One main part of any book is character development and in A Painted House, we see a lot of this occurring but other places where we are left wanting more. It starts with good intentions but slacks off so no one person is fully explored by Grisham but most central characters are prodded at, at certain times. Also, I feel the whole book is biased towards a particular side to each person’s character. By the end of the book, almost everyone can be neatly listed as good person or bad person; there are no grey areas. Perhaps, this is a deliberate; after all, it is being told through Luke and seven year olds tend to characterise people into good and bad with no room for being in the middle.

Before I began this book, I quickly skimmed a few reviews and the plot summary at the back to get the general gist of the story. I then thought to myself, there must be something else to it than a boy being a farmer in rural Arkansas and there was. As it says on the back cover, “transport Luke abruptly from childhood innocence to experience.”

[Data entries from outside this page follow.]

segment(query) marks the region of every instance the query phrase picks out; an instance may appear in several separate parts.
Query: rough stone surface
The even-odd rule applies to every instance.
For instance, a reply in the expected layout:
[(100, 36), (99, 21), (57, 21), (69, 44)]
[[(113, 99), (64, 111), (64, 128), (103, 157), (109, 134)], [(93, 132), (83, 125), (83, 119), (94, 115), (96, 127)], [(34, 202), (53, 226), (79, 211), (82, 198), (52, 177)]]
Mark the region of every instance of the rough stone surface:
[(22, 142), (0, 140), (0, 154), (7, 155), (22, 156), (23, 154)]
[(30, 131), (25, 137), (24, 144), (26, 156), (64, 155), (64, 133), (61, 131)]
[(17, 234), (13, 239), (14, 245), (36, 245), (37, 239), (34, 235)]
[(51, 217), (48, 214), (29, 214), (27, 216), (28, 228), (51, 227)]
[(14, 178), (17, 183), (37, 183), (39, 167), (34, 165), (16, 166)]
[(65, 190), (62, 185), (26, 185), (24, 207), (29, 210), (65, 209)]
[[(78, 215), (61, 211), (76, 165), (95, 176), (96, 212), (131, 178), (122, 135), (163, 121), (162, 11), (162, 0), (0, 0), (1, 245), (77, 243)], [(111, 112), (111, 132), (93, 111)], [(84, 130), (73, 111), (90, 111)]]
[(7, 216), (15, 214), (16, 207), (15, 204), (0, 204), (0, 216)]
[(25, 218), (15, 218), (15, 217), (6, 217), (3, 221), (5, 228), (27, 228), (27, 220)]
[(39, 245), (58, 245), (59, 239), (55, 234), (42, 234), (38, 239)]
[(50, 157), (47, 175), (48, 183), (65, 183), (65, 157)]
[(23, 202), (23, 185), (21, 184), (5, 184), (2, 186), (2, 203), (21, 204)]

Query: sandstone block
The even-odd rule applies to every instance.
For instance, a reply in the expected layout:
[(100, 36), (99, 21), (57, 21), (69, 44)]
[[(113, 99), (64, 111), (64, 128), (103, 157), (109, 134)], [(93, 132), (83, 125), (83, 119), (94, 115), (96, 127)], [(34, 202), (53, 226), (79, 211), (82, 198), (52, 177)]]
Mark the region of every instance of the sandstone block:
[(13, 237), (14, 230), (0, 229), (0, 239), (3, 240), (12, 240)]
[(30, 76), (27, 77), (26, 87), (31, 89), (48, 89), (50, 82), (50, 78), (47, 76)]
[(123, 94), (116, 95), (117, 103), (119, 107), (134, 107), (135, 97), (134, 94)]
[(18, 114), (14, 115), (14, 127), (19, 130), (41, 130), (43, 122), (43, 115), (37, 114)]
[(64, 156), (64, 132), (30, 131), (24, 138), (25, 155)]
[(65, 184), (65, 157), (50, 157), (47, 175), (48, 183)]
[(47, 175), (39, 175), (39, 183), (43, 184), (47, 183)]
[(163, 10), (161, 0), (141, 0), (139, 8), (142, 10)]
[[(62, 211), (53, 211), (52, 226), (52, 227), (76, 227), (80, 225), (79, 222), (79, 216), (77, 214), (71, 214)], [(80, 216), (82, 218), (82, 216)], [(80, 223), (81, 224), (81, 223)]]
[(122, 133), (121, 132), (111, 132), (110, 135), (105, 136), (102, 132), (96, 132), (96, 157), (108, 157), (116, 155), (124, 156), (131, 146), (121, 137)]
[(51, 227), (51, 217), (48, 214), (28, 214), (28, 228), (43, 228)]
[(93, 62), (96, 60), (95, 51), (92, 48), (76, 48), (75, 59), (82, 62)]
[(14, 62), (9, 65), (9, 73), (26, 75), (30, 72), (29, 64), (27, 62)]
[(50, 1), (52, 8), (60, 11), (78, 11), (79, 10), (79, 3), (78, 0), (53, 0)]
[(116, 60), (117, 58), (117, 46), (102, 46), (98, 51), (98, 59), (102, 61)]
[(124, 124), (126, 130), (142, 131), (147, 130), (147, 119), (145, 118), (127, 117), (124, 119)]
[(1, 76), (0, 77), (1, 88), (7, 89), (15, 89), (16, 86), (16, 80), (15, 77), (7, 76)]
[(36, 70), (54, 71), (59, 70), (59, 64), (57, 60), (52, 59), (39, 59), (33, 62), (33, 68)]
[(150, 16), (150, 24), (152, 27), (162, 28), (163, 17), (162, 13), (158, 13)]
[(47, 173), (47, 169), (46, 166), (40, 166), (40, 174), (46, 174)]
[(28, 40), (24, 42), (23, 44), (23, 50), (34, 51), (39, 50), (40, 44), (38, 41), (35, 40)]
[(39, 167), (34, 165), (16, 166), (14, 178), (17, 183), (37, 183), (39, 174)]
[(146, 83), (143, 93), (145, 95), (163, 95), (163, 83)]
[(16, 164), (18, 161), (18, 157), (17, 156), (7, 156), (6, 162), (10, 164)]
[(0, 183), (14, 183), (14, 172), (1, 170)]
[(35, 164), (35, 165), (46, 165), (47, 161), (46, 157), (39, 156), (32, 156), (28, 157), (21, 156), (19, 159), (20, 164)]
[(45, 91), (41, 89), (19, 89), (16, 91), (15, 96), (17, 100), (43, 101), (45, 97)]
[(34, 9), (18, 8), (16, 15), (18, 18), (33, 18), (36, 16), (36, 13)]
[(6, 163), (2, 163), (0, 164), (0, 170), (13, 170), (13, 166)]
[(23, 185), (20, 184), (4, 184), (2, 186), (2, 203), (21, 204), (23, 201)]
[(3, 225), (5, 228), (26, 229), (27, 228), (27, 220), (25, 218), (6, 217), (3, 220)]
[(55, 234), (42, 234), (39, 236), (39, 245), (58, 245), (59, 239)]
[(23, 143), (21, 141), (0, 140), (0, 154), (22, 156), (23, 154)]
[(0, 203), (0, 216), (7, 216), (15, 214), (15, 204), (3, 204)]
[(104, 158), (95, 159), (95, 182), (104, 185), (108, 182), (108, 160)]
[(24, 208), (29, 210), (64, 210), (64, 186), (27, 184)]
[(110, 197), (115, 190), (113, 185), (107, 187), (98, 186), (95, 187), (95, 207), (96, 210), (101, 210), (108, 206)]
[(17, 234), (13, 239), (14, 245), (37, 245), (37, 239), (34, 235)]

This idea is not an original idea, from year dot, people have written about journeys from innocence to experience and coming-of-age stories. The problem I had with A Painted House, however, is that Luke doesn’t really change much. It’s not his fault, he only had six weeks and most of this time was spent picking cotton.

I got the impression Grisham was trying to force this issue to the front of everyone’s mind and spent a lot of time dwelling on Luke’s problems and secrets but the simple fact is Luke at the start of the novel and Luke at the end were the same person bar a few minor differences such as annoyance at the end of the baseball season. He did not mature in six weeks and 466 pages. He was pretty mature for a seven year old anyway and obviously experienced enough about farm life to get along but still very naïve about the outside world.

Moving on, the next points to note are the main parts of the book. The beginning, bulk and end. Starting, as with tradition, at the start, I cannot say I was immediately gripped. There was nothing to make me read on from the first few pages. In fact, I took longer to meander through the first hundred pages than I did to complete the next four hundred as it did dramatically improve. It is hammered into writers around the world that first impressions count but the whole plot does not lend itself to a great dramatic beginning leaving you wanting more.

The middle is good; I did not read one chapter that I think could’ve been omitted without damaging the book as a whole. This is not to say, every chapter was important but each one catalogued a mini-adventure of Luke’s that added to the novel.

The end was a mixture of feelings. In some ways, a story of someone’s life is going to end with boredom and the feeling you have read for days and achieved nothing; or will leave you wondering what happened to the people in the story.

These two contrasts are almost inevitable but I think Grisham gets the balance just right; there was not total closure but enough to leave you feeling content about your time invested in the book had not been wasted.

Overall, I think the book is in the good category. As many people have noted before me and will not again after me, John Grisham is quite unlikely to write a classic but will provide a good read for the casual bookworm. Incidentally, the last three books have been my favourite Grisham novels so I can only wait for the next selection and hope the trend continues.

A Painted House is available from all good bookshops for around £7. It is also available across the web for around the same price or your local library free of charge. For anyone who cares, the ISBN is 0-09-941615-8 and the book was published as a paperback in 2001. And according to The Times, it is “his best work.” I can’t help but agree.